“It’s not about how smart you are,
it’s about HOW you are smart!”

According to the eminent developmental psychologist Howard Gardner, “we can ignore our differences and pretend that we are all the same (…). Or we can fashion an education system that tries to exploit these differences, individualizing instruction and assessment as much as possible.”

Pursuant to the latest neurobiological, neuropsychological, and anthropological data, H. Gardner proposed a THEORY OF MULTIPLE INTELLIGENCES.

This theory claims that all humans have 8 (later H. Gardner added 3 more) intelligences which are inherent to a lesser or greater extent in each one of us. One or several intelligences may be either nurtured and strengthened or ignored and weakened.

H. Gardner states that “it’s not talents that the mankind lacks now. It’s not only that it cannot afford creating an optimal environment for such talents to reveal at a rather early stage, but it also cannot invoke love to something that best suits the gifted.”

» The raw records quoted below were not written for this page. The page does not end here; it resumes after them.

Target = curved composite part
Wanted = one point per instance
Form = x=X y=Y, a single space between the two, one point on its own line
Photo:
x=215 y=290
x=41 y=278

Thus, by challenging the traditional approach that intelligence is inborn and may be measured by IQ tests, and referring to neurobiological, neuropsychological and anthropological data, H. Gardner developed a theory of MULTIPLE INTELLIGENCES and proposed 8 key human intelligences to which he later added 3 more:

  1. Naturalistic intelligence
  2. Verbal-linguistic intelligence
  3. Interpersonal intelligence
  4. Musical intelligence
  5. Logical-mathematical intelligence
  6. Intrapersonal intelligence
  7. Visual-spatial intelligence
  8. Existential intelligence
  9. Bodily-kinaesthetic intelligence
  10. Spiritual intelligence
  11. Moral intelligence

 

Gardner also prepared recommendations on how to efficiently organize the learning process by taking into account the specifics of each of the intelligences. For instance, for a child with kinesthetic intelligence (distinctly expressed agility, physical activity, etc.), the best learning methods are learning “with hands” – touching the objects, repeating teaching material while moving (walking, snapping fingers, drawing, etc.), having frequent breaks and changing location, studying outside. For a child with logical intelligence (excellent computing and quantity evaluation skills, abstract thinking, logic reasoning, understanding relationship between cause and effect, etc.), the best learning methods are mathematical operations, use of visual material, experimentation and investigation, drawing and analysing charts, diagrams, layouts, and tables.

Gardner viewed intelligence as “the capacity to solve problems or to fashion products”. People characterize for all intelligences referred to by H. Gardner, to a lesser or greater extent. Thus, every person has a different combination of intelligences, which means that every person’s thinking is unique.

Intelligences lie in brain and “work” either separately or interacting with each other. The main thing is to understand that one or several intelligences can be either nurtured and strengthened or ignored and weakened.